La présidente sortante de la République unie de Tanzanie, Samia Suluhu Hassan, du parti CCM a été déclarée élue par la Commission électorale nationale indépendante (INEC), avec plus de 97% des voix exprimées lors du scrutin controversé du 29 octobre 2025.
Par Djambaé Shohezi
Dix-sept candidats étaient en lice pour les élections de ce 29 octobre 2025 en Tanzanie. Mais, Samia Suluhu Hassan, la présidente sortante, qui avait accédé à la charge après la mort du président élu, était seule, sans aucune opposition crédible et/ou de poids. Les autres candidats étaient simplement des représentants de petits partis, insignifiants sur l’échiquier politique tanzanienne. Cet état de fait a amené certains observateurs même à ironiser, en disant que Samia était concurrencée par deux véritables opposants : Suluhu et Hassan. Elle l’aurait donc remporté avec 97% des suffrages, selon la Commission électorale nationale indépendante (INEC).
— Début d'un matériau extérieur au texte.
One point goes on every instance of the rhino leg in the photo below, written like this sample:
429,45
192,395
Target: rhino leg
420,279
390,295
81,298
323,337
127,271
La République unie de Tanzanie, connue jusqu’à présent comme un « havre de paix » en Afrique, a vu son image tâchée du sang de ses jeunes martyrs, des Gen Z qui se sont soulevés dès le matin du 29 octobre 2025. Mécontents de la façon dont leur pays est géré, par ce qu’ils considèrent comme un pouvoir oligarchique, autour de la présidente Samia, télécommandée par l’ancien président Jakaya Mrisho Kikwete et son mtandao « réseau », qui inclut les riches hommes d’affaires tanzaniens d’origine indienne. Les jeunes sont persuadés que cette oligarchie s’est emparée du pouvoir et de la richesse du pays et ne font que servir leurs propres intérêts. Ils pensent que cette même oligarchie est derrière les disparitions, les tueries et les kidnappings des opposants dans le pays. Poussés par le sentiment d’injustice et encouragés par l’opposition politique, des milliers de jeunes tanzaniens sont descendus dans les rues des 26 régions de la Tanzanie continentale (ex-Tanganyika). Il était prévu une manifestation pacifique, mais les jeunes ont vite oublié l’aspect pacifique et ont dirigé leur colère dans la destruction de tout ce qui symbolise le parti au pouvoir, le CCM (Chama Cha Mapinduzi), constamment au pouvoir depuis l’indépendance du pays en 1961. Ils ont brulé les posters des campagnes de présidente Samia Suluhu Hassan partout où ils en trouvaient, ainsi que les biens des influenceurs et des artistes au service du parti au pouvoir. Les biens de certains membres du gouvernement du CCM n’ont pas été épargnés.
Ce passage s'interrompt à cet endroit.